Democrats are running in 77% of all state legislative races. Twenty-eight state legislative districts (23% of those up for election) do not have a Democrat running, meaning a Republican is likely to win.
Republicans are running in 81% of all state legislative races. Twenty-three districts (19% of the total) do not have a Republican running, meaning a Democrat is likely to win.
- U.S. House, Washington District 8: Rep. Kim Schrier (D) and Matt Larkin (R) are running. Two independent race forecasters rate the election as Toss-up, while a third rates it as Lean Democratic. Schrier was first elected to the U.S. House in 2018. Before Schrier was elected, Republicans had represented the 8th District since 1983.
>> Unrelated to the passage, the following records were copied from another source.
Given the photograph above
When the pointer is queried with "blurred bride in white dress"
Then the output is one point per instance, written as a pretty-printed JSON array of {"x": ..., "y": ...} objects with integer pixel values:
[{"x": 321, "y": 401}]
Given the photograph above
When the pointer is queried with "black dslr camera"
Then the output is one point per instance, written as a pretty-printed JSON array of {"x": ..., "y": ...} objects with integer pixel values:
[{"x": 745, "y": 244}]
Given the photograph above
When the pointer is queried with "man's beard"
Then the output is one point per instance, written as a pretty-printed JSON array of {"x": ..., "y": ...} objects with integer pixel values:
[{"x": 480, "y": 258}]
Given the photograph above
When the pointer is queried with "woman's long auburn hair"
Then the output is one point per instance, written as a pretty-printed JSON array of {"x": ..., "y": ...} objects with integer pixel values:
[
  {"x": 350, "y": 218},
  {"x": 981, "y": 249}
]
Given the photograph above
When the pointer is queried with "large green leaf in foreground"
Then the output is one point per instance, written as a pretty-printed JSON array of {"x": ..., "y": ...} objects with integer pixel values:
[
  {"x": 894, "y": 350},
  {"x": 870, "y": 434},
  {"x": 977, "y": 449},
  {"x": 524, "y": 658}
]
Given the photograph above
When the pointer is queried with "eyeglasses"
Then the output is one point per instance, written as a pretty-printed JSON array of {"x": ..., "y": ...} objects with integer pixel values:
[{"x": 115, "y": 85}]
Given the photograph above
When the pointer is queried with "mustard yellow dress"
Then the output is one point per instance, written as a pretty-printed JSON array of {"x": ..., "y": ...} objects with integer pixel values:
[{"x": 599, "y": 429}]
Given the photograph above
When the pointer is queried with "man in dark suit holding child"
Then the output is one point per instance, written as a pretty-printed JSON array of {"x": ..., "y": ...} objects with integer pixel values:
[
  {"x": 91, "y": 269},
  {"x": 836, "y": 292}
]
- Secretary of state: Secretary of State Steve Hobbs (D) and Julie Anderson (I) are running in the general election. In the top-two primary, Hobbs received 39.9% of the vote, and Anderson received 12.8% of the vote. Anderson beat out three Republican candidates (who finished with 12.1%, 12.0%, and 10.0%, respectively) in the primary. Before Hobbs was appointed in November 2021, Republicans had held the office since 1965.
There are two measures on the ballot this year. Both were automatically referred to the ballot after the legislature passed two laws that created or increased taxes or fees. Initiative 960, which requires statewide advisory votes for any tax increases not approved by voters, is the measure that introduced the requirement putting the two on the ballot.
- Advisory Vote 39: Advises the legislature to either maintain or repeal a tax increase on aircraft fuel from 11 cents to 18 cents per gallon passed in Senate Bill 5974.
- Advisory Vote 40: Advises the legislature to either maintain or repeal a tax on transportation network companies passed in House Bill 2076.
Two hundred one ballot measures appeared on statewide ballots in Washington between 1985 and 2021. One hundred seven ballot measures were approved, and ninety-four ballot measures were defeated.
- Washington provides for universal, automatic mail-in voting in all elections. Voters may choose to cast their ballots in person. Mail ballots must be postmarked by Nov. 8. To check the status of your ballot, click here.
- Poll opening times vary by locality. All polls close at 8 p.m. local time.
- Washington requires voters to present photo identification when voting in person. To read about the types of accepted identification, click here.
- Early voting sites open on Oct. 21 and close on Nov. 7.
- The voter registration deadline varies based on registration method. The deadline for in-person registration is Nov. 8. The deadline for by-mail or online registration is Oct. 31. Mailed forms must be received by the deadline.